Pregunta

I was looking over the list of functions that were exported from a dll using depends and i noticed some weird symbols included with the names. They are of the format

??0Function Name@@QEAA@AEBV0@@Z

Also 0 maybe replaced by some other number.

The number of @@ and the alphabets vary.

Can anybody tell what they represent?

¿Fue útil?

Solución

That's the name of a C++ identifier that was decorated by the C++ compiler. You can run the undname.exe utility from the Visual Studio Command Prompt to convert it back to the original C++ declaration:

C:\>undname ??0Foo@@QEAA@AEBV0@@Z
Microsoft (R) C++ Name Undecorator
Copyright (C) Microsoft Corporation. All rights reserved.

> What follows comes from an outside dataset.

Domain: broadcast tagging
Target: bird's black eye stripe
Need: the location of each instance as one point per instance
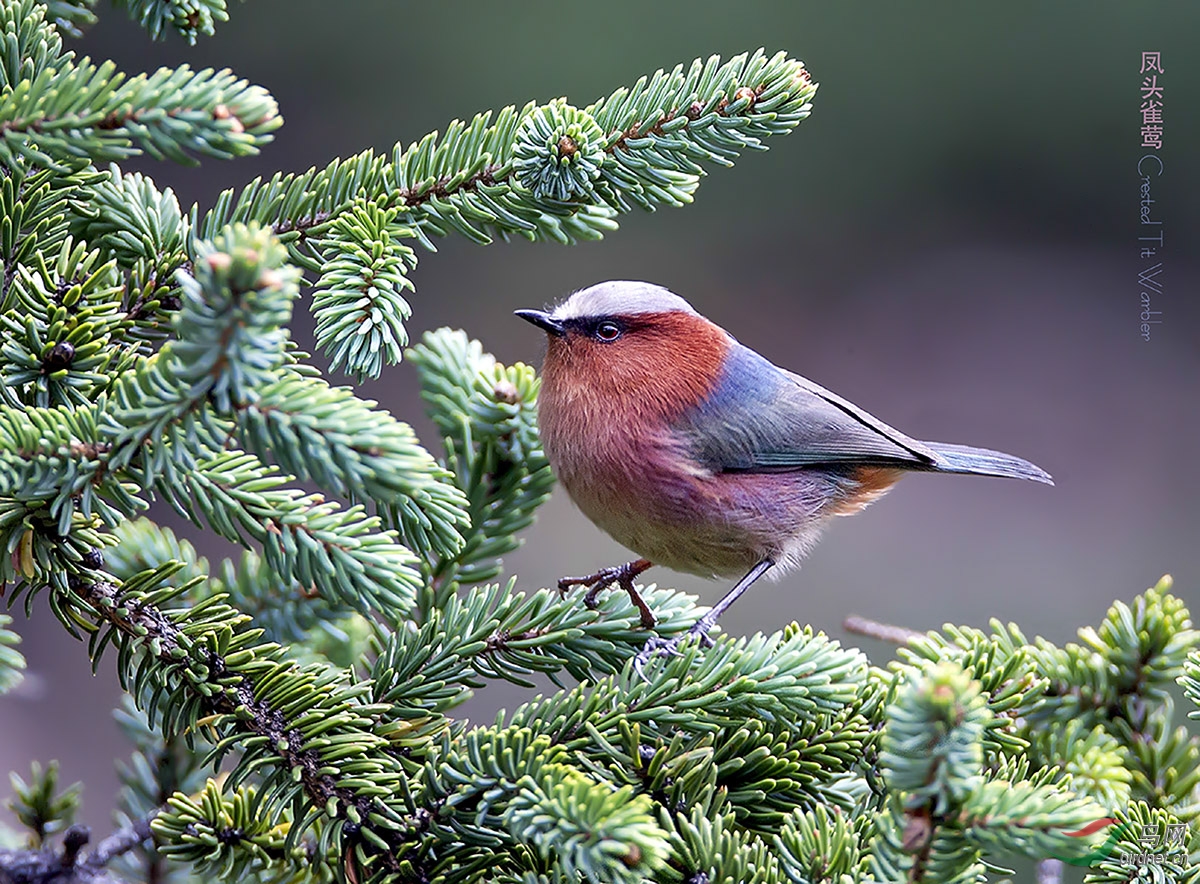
(606, 330)
(603, 329)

Undecoration of :- "??0Foo@@QEAA@AEBV0@@Z"
is :- "public: __cdecl Foo::Foo(class Foo const & __ptr64) __ptr64"

Which makes it the copy constructor for the Foo class, compiled to 64-bit code. The exact decoration algorithm is not documented that I know of. In general, name decoration is used to avoid linker symbol collisions, necessary because C++ supports overloading. You can suppress decoration by using extern "C" but that can't work on a C++ class.

Otros consejos

In some situations you might be interested to undecorate these names programatically using an API Microsoft is providing UnDecorateSymbolName.